In this study, we conducted a detailed comparison between supervised and self-supervised learning models using small datasets (5% and 10% labeling) for mosquito classification, aiming to elucidate their respective performances. The initial advantage observed in supervised learning accuracy, as shown in Table 2, underwent a significant shift with self-supervised learning models, particularly Resnet 50 trained on limited data, achieving an impressive 96.7% accuracy. These models not only demonstrated competitive accuracy but also excelled in key statistical metrics, including specificity (98.2%), F1 score (88.5%), recall (87.7%), and precision (89.4%) outperforming other models. Furthermore, even with a minimal dataset of just 5% labeling, the self-supervised learning model approached the performance of the fully supervised model that used 100% labeling. Specifically, Resnet 18, the smallest network in our study, achieved a notable accuracy of 95.7%, closely comparable to the best-performing supervised learning model at 97.7%. The distinctive strength of self-supervised learning models, exemplified by BYOL, lies in their ability to learn powerful feature representations without the conventional reliance on positive or negative sample pairs or the need for a large batch size during training. This unique characteristic played a pivotal role in achieving exceptional statistical metrics and has implications for the efficiency of these models in mosquito classification. Moreover, the adaptability and flexibility of self-supervised learning algorithms in extracting valuable information from large datasets without explicit class labels or annotations represent a groundbreaking advancement. This flexibility, combined with the capacity to overcome data limitations and technical challenges, positions self-supervised learning, when coupled with advanced technologies, as a potent approach in real-world applications for mosquito classification.

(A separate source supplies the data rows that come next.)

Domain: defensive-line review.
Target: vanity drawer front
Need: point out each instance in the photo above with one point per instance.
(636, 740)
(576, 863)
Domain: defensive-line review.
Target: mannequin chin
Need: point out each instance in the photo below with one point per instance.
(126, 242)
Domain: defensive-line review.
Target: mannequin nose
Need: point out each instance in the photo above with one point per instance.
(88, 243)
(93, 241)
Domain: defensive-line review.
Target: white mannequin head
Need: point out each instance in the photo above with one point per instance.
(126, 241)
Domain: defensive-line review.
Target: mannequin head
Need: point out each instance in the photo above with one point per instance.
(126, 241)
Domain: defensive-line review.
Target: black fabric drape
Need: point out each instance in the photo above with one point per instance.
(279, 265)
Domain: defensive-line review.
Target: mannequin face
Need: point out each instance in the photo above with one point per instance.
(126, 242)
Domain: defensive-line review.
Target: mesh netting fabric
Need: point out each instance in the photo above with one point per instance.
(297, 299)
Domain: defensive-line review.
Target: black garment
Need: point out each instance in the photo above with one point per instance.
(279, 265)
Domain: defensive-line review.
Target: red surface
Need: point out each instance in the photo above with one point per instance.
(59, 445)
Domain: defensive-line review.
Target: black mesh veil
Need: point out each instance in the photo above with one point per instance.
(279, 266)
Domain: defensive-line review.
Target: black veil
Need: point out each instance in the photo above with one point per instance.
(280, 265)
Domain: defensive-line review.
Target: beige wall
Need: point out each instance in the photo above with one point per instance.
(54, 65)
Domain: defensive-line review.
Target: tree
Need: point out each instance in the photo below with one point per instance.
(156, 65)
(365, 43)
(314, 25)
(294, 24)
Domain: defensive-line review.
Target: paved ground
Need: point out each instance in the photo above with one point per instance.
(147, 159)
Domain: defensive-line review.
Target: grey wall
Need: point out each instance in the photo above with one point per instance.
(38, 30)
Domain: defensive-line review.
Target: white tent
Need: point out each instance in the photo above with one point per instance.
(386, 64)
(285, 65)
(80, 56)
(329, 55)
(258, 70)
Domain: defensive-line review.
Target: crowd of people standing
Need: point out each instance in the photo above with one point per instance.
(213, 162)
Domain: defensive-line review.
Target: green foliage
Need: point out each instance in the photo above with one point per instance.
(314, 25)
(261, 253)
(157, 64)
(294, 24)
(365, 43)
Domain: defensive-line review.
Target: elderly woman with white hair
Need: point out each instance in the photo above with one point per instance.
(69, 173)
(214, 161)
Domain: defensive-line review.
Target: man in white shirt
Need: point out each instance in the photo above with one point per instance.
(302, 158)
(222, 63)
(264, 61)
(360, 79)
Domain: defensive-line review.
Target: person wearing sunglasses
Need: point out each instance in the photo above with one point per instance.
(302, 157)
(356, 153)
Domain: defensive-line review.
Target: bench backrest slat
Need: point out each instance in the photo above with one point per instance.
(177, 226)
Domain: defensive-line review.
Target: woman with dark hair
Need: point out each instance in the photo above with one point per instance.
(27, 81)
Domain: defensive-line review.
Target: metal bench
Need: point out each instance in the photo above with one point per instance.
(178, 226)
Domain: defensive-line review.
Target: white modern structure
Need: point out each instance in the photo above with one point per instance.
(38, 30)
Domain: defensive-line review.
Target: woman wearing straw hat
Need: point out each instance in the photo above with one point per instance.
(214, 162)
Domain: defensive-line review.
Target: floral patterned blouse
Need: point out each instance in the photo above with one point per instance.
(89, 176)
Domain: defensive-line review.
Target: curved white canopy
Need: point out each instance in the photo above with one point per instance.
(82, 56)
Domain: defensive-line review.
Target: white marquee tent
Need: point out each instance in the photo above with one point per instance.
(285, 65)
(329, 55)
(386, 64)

In conclusion, our findings suggest that self-supervised learning models not only match the performance of supervised learning models in mosquito classification but also offer additional advantages. The inherent flexibility, adaptability, and the ability to learn powerful feature representations without explicit labels make self-supervised learning an appealing choice in the context of mosquito surveillance and control. As we continue to grapple with the global challenges posed by mosquito-borne diseases, this study contributes valuable insights to the evolving landscape of machine learning applications in entomology. The observed strengths of self-supervised learning models encourage further exploration and development, pointing towards a future where these models play a pivotal role in addressing the complexities of mosquito-borne diseases and contribute to global public health initiatives.